During Trial, the eye witness identified the accused Bhagwati Singh @ Pappu and not Jitendra Singh @ Tinku. Thus, Bhagwati Singh @ Pappu was convicted for murder by Session Court Lucknow in August 2009. In 2022, the Allahabad High Court upheld this order of conviction.

===Aftermath===
Later Modi's widow, Ameeta, married Sanjaya Sinh in April 1995. As per the facts stated in a Court case filed by Sanjaya's wife Garima Singh- "Thereafter it is stated that a news item was published in the daily newspaper The Pioneer' on 23.4.1995 viz. "Sanjai Singh marries Amita." It says that Sanjaya Sinh disclosed to Garima that he married Ameeta on 21 April 1995.

This marriage received sensational reportage in the press and became front-page news in India. It later turned out that Sanjay Singh had obtained a decree of divorce by stating a wrong address as his wife's residence, so that the Court had granted an ex-parte divorce because Garima could not appear in court despite repeated summons, because of wrong address.

==Memorial tournament==
After Modi's death, a badminton tournament was constituted in his memory. The All India Syed Modi badminton championship was hosted each year in Lucknow, which turned into "Syed Modi International Challenge" in 2004, and starting December 2009 it would turn into "Syed Modi Grand Prix", organized by Badminton Association of India. This event later transformed to Super 300 level tournament in the newly introduced BWF World Tour format since 2018 under the name of "Syed Modi International" and since 2020 as the Syed Modi India International". The Railways of which he was an employee, opened the Syed Modi Railway Stadium and auditorium at his native place, Gorakhpur.

==Movie and TV Series==
Actor and director Dev Anand made a thriller movie based on the murder of Modi. Sau Crore was released in 1991 with the role of Modi being played by Raman Kapoor. The movie was a surprise hit at the box office.

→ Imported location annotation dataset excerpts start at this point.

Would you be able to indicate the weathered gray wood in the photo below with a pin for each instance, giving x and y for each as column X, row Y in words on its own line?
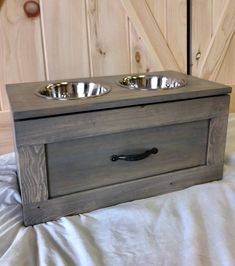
column 85, row 163
column 75, row 126
column 217, row 140
column 114, row 194
column 32, row 173
column 25, row 104
column 69, row 144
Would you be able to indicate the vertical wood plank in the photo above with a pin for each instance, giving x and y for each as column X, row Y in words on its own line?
column 65, row 38
column 108, row 37
column 141, row 58
column 32, row 175
column 217, row 10
column 201, row 32
column 176, row 31
column 159, row 12
column 21, row 52
column 219, row 43
column 145, row 24
column 227, row 69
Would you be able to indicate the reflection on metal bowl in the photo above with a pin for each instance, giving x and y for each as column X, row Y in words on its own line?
column 145, row 82
column 72, row 90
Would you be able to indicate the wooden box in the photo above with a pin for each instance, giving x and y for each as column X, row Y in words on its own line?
column 64, row 148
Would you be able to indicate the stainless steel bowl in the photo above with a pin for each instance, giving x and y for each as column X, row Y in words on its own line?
column 72, row 90
column 149, row 82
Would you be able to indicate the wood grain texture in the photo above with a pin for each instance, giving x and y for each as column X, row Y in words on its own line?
column 227, row 70
column 65, row 38
column 201, row 32
column 232, row 102
column 219, row 43
column 86, row 164
column 217, row 140
column 141, row 58
column 213, row 41
column 6, row 133
column 21, row 55
column 25, row 104
column 32, row 173
column 148, row 29
column 108, row 37
column 110, row 195
column 177, row 31
column 111, row 121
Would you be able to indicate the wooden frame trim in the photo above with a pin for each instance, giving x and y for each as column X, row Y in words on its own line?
column 33, row 173
column 39, row 131
column 223, row 36
column 97, row 198
column 148, row 29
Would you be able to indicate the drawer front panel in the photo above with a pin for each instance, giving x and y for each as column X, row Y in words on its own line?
column 84, row 164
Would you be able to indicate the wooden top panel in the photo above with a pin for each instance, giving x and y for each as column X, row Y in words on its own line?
column 25, row 104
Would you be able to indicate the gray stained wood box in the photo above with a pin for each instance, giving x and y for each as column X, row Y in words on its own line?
column 64, row 148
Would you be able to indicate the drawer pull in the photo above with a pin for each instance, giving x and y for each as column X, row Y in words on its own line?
column 135, row 157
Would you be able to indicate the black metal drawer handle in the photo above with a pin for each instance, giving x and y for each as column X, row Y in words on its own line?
column 135, row 157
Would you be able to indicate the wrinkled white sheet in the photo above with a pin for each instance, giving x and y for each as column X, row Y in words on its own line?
column 195, row 226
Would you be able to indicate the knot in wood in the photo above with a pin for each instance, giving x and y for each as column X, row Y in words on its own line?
column 137, row 56
column 31, row 9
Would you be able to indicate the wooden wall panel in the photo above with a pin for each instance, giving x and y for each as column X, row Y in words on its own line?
column 141, row 59
column 213, row 41
column 176, row 13
column 65, row 38
column 21, row 55
column 108, row 37
column 201, row 32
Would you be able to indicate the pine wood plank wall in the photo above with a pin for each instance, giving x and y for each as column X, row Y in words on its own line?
column 213, row 41
column 79, row 38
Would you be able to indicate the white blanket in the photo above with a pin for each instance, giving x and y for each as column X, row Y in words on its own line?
column 195, row 226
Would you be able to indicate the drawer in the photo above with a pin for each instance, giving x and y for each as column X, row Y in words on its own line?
column 84, row 164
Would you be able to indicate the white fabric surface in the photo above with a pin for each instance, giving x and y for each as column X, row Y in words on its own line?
column 195, row 226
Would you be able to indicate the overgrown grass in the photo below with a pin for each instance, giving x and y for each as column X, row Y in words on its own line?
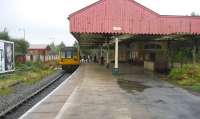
column 28, row 74
column 187, row 76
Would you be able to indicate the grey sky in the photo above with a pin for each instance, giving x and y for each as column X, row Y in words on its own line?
column 46, row 21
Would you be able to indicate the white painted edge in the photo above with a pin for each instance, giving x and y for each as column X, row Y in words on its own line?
column 40, row 102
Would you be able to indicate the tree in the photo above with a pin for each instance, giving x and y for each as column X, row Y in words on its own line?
column 76, row 44
column 21, row 46
column 4, row 35
column 194, row 14
column 62, row 45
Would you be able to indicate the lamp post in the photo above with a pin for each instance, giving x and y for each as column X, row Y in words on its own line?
column 24, row 32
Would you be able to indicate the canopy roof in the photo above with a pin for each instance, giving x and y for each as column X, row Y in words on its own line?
column 129, row 17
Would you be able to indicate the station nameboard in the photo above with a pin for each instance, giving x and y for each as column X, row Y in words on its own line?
column 7, row 62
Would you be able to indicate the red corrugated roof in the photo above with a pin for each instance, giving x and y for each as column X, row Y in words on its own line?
column 131, row 17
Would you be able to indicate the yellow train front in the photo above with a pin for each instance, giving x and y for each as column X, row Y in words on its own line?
column 69, row 58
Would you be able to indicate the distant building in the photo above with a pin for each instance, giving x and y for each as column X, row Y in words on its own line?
column 41, row 53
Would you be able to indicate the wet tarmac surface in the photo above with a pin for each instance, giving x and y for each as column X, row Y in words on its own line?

A 2020 ZEE5 web series The Chargesheet: Innocent or Guilty is based on the sensational murder of Syed Modi, though it does not officially acknowledge so, where the characters of Table Tennis player Shiraz Malik, his wife Antara Dixit, politician Ranveer Pratap Singh and his wife Chitrangada Singh prime-facie very apparently resemble Badminton player Syed Modi, his wife Amita Singh, then Amita Modi, Sanjay Sinh and his wife Garima Singh.